Ernest Goes to Jail

Ernest Goes to Jail

Ernest Goes to Jail is a 1990 American comedy film directed by John R. Cherry III and starring Jim Varney. It is the fourth film to feature the character Ernest P. Worrell. It was shot in Nashville and Tennessee State Penitentiary. This is the second most successful of the Ernest films, behind Ernest Saves Christmas. It was in third place during its opening weekend, earning $6,143,372. Total gross was $25,029,569.

Genre: Comedy, Crime, Family
Director(s): John R. Cherry III
Production: Touchstone Pictures
 
IMDB:
5.4
Rotten Tomatoes:
13%
PG (Parental Guidance Suggested)
Year:
1990
81
5,486 Views

Auntie Nelda:
The way they run this institution is an outrage, for a poor, tired, old lonely woman like me. Her only son, a felon, though not a terribly successful one. Young man? Young man?

[The gate guard comes out]

Auntie Nelda:
Young man, would you please open that gate? I left my car running outside.

Gate Guard:
Ma'am, you tell me how you got through this gate? The visitors exit on the other side of the prison.

Auntie Nelda:
I brought him up as best I could, but sometimes a bad seed falls from even the most fragile flower.

Gate Guard:
Ma'am, you're not going through this gate.

Auntie Nelda:
Is this the way you treat your mother? Is this the kind of abuse that poor woman must endure?

Gate Guard:
Well, I guess that my mother is a little bit mad at...

Auntie Nelda:
Mmm-hmm! You ought to be in the slammer with the rest of these misfits. If you had any remorse at all for the horror you push your own mother through, you'd open that gate. I have a car overheating as we speak.

[Ernest (as Auntie Nelda) makes a snooty expression at the gate guard]

Gate Guard:
Okay, okay.

[Picks up phone]

Gate Guard:
All right! Let's open the east gate.

[Hangs up phone]

Gate Guard:
There! Now you satisfied?

Auntie Nelda:
I'll tell your mother how her son has improved despite his shaded and somewhat checkered past.

[Prison balls tied to a chain fall out of Ernest's disguise]

Auntie Nelda:
[Lying about the prison balls] The doctor told me I'd only have to wear these until after the surgery.

[Guard nods sarcastically and takes Ernest away]

[Note:
One person mentioned isn't a separate character; instead, it's a role played by a character. "Auntie Nelda" refers to Ernest dressed up as an elderly woman to try and fool the gate guard.]

[Ernest and the crew he's with are being forced to go into a jail cell, and Ernest is mistaking the prison he's in for his jury "accommodations"]

Ernest P. Worrell:
We're sequestered. And on top of that we can't even leave! Oh, this is great. This is just great.

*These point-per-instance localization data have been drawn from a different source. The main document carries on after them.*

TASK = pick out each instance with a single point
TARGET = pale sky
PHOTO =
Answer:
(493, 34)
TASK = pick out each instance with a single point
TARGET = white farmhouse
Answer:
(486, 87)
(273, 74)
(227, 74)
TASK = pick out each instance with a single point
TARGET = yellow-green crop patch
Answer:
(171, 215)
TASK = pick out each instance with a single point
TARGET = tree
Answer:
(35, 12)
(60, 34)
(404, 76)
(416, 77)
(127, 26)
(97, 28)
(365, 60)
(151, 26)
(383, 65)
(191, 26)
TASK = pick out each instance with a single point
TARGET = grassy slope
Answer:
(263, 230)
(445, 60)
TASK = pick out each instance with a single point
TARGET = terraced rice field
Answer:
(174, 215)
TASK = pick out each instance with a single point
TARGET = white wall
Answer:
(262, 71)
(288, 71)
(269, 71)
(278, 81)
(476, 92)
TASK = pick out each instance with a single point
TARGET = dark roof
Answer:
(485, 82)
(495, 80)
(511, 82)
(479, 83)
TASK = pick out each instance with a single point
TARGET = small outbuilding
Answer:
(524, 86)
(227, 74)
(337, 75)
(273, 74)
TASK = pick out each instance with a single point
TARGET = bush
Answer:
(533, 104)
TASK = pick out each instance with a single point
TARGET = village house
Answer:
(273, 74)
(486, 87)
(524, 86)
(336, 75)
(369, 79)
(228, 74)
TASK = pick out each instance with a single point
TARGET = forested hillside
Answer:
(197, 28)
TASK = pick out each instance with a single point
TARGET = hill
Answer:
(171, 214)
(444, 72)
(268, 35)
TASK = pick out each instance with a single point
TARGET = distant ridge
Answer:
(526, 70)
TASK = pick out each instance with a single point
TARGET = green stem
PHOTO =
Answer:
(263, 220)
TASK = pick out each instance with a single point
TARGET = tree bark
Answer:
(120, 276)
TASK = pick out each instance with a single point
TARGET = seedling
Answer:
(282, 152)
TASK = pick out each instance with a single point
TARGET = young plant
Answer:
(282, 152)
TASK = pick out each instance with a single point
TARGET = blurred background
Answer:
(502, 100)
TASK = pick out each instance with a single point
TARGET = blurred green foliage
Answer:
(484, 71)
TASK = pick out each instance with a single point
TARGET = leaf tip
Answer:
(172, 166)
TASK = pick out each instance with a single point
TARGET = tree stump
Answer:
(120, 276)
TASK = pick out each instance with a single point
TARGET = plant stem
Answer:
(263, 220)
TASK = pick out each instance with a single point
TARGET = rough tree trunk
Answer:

[The prison guard comes up from behind him and grabs him by his collar]

Ernest P. Worrell:
I hope you've got a good story to tell my boss! After all, I do have a living to earn.

Prison guard:
[crossly] Now look, Nash...

Ernest P. Worrell:
My name is Worrell. Ernest P. Worrell.

Prison guard:
Oh, Mr. Funny-Man, huh? Yeah, Mr. Funny-Man. You'll think funny when you're tapping to the tune of 2-20, son!

[Throws him into his cell]

Ernest P. Worrell:
[Remarking to his cell-mates] That is the rudest bailiff I have ever seen in my life. [Lyle throws Ernest against the bars of the cell] Wait a minute. [bangs his head against the bars and recognizes Lyle] You're that guy! [yells to the guard] Bailiff! Bailiff! [to Lyle] You're in big trouble now, pal. Bailiff!

Prison guard:
[approaches Ernest's cell] What is it, Nash?

Ernest P. Worrell:
You see that guy?

Prison guard:
Yeah, so?

Ernest P. Worrell:
No, I mean look... look at him. [bangs the guard's head against the bars] Come closer. Look. You see that guy? He's not on the jury. This man is a prisoner!

Prison guard:
Ugh! I oughta throw you in the hole for that, Nash!

Ernest P. Worrell:
The hole?

Prison guard:
Yeah, the hole! [walks off]

Ernest P. Worrell:
The hole like... like in solitary, the hole? Like, in real prison? Like in real, really, really, really, really real prison? The hoose-gow, the slammer, the joint, Alcatraz, San Quentin, Sing Sing... Oh no, I'm in... I'm in... JAAAAAAAAAAAAAAAAAAAAAAAAAAAAAAAAAAAIIIIIIIIIIIIIIIIIIIIIIIIIIIIIIIL!!!!